La nomina d’un Alto Rappresentante che non rappresenti nulla, ma sia una figura sbiadita e inconcludente come ha interpretato quel ruolo Catherine Ashton da un canto, e la scelta d’un arcigno guardiano dell’ortodossia rigorista cara a Berlino dall’altro, andrebbero incontro ai blocchi di potere saldati intorno a Germania, Paesi dell’Est e Usa, ma i morsi della crisi hanno costretto a una sveglia, almeno parziale, diverse Nazioni.
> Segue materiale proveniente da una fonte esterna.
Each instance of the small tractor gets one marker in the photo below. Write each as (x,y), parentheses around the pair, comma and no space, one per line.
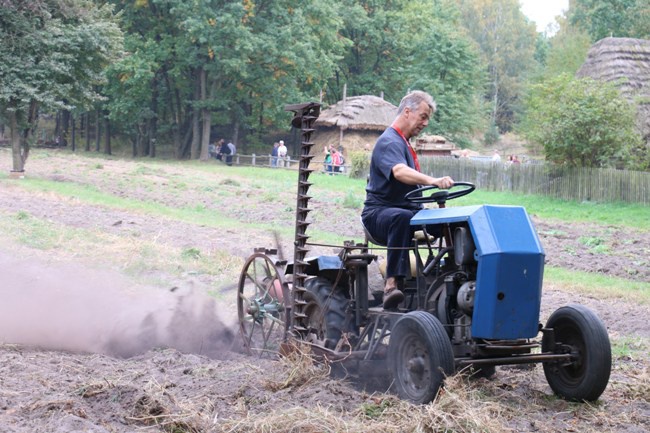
(471,303)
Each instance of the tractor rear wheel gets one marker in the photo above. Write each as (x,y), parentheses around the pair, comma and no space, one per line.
(578,331)
(325,310)
(420,356)
(263,301)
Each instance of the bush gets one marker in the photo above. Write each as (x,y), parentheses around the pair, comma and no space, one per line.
(359,162)
(581,122)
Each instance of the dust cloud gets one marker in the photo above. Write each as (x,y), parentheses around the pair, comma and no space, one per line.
(69,307)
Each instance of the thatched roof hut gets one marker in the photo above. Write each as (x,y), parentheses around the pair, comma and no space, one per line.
(352,123)
(365,112)
(433,145)
(627,61)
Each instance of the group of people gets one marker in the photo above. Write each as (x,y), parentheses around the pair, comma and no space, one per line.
(333,160)
(512,159)
(222,151)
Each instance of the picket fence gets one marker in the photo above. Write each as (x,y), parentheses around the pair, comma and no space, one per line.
(580,184)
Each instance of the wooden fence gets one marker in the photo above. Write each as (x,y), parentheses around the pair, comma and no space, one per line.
(580,184)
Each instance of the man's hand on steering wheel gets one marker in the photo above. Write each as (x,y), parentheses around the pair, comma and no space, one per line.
(439,197)
(445,182)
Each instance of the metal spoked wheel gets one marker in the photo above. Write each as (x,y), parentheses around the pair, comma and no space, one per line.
(263,306)
(579,332)
(420,356)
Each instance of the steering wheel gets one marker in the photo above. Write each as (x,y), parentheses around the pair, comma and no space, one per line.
(441,196)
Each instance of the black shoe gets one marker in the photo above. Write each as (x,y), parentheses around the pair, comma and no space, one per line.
(392,299)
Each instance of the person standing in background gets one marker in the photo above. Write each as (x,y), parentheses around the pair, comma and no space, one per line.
(282,153)
(274,155)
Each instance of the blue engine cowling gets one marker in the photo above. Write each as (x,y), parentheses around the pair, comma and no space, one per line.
(510,267)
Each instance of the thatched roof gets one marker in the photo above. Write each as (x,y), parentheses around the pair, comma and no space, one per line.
(627,61)
(359,112)
(433,143)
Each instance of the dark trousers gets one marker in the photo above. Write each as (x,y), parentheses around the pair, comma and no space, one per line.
(391,227)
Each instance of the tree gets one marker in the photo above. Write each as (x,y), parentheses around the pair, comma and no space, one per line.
(444,61)
(507,41)
(568,50)
(53,54)
(193,65)
(611,18)
(581,122)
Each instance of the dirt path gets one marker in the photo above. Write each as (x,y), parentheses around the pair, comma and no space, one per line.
(79,380)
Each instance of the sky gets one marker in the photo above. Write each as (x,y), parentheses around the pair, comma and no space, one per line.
(543,12)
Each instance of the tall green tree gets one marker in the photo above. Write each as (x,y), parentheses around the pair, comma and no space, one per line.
(53,54)
(444,61)
(230,63)
(507,41)
(581,122)
(611,18)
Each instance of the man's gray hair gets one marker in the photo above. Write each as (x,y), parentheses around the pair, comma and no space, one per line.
(413,100)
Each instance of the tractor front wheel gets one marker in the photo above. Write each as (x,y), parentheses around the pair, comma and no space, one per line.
(420,356)
(579,332)
(263,301)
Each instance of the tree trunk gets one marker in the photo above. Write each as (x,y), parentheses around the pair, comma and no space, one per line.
(206,114)
(73,143)
(107,137)
(87,130)
(196,133)
(98,130)
(153,128)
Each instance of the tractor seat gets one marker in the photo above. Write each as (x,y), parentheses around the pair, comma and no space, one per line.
(369,238)
(419,236)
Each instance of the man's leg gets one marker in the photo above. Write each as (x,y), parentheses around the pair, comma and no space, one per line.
(392,227)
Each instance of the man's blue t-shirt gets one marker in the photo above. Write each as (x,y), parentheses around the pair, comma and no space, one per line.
(383,190)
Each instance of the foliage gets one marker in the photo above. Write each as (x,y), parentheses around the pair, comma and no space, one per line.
(581,122)
(491,135)
(232,63)
(507,41)
(567,52)
(446,63)
(53,56)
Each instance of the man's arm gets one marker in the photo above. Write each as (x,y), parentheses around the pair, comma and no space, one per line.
(407,175)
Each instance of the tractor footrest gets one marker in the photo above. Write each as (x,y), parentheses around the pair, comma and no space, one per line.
(507,346)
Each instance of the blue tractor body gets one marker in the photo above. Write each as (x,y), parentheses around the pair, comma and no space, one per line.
(510,267)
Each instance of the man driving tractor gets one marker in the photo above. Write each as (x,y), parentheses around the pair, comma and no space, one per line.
(394,172)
Lo scontro è spostato a fine agosto, ma, chiunque sia eletto, restano sul tavolo le ragioni di contrapposizione che sono squisitamente politiche; finché non saranno affrontate (e viste le premesse ne dubitiamo assai), al di là d’inconcludenti mediazioni, l’Europa è e rimarrà un colosso di creta, in balia dei tradizionali gruppi di potere, con buona pace degli interessi dei Popoli che attendono d’essere governati.